According to the study, a switch to a state-run program and the elimination of funding for Planned Parenthood will increase the number of unintended pregnancies. In 2010, the program led to 8,215 fewer births and saved $90.2 million, the study states. 

Goodman said the state has added 500 providers to the program and will continue recruiting more. Most of these are OB/GYNs who the state hopes will be able to see “more than 10” Women’s Health Program patients per year, she said.

“They aren’t going to see hundreds of WHP clients like a clinic might," Goodman said. "But when we looked at who is seeing not just one or two patients but more than 10, there are already more than 500."
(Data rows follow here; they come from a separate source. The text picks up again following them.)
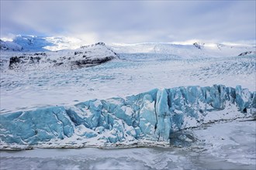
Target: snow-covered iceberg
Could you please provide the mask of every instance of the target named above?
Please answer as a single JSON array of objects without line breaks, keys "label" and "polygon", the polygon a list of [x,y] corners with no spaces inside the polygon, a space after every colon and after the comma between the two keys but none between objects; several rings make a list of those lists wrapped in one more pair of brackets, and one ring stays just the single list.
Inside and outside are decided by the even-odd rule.
[{"label": "snow-covered iceberg", "polygon": [[126,98],[0,114],[0,145],[4,149],[13,144],[57,148],[168,142],[175,131],[252,117],[255,110],[256,92],[240,86],[154,89]]}]

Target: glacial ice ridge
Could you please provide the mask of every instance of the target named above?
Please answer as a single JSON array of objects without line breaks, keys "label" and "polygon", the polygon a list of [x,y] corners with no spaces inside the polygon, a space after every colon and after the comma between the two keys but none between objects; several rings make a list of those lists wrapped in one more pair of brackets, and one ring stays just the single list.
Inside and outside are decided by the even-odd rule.
[{"label": "glacial ice ridge", "polygon": [[0,148],[169,141],[182,129],[255,114],[256,92],[240,86],[154,89],[126,98],[2,114]]}]

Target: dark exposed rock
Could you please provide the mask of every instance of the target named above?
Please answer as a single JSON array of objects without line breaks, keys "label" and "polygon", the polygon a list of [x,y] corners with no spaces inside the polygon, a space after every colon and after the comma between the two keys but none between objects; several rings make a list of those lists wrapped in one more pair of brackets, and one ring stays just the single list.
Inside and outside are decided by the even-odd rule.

Many of Planned Parenthood’s 6,500 program patients in Hidalgo County won’t have anywhere else to go for care, said Kathryn Hearn, the director of community affairs for Planned Parenthood Association of Hidalgo County. Other clinics in the area can’t absorb all of Planned Parenthood’s patients, Hearn said.

“That is what other providers in this community are telling us,” she said. “We are an important safety net, an important link in this health care system.”

Editor's note: This story has been corrected to reflect that the Women's Health Program provides clinic breast exams, not mammograms.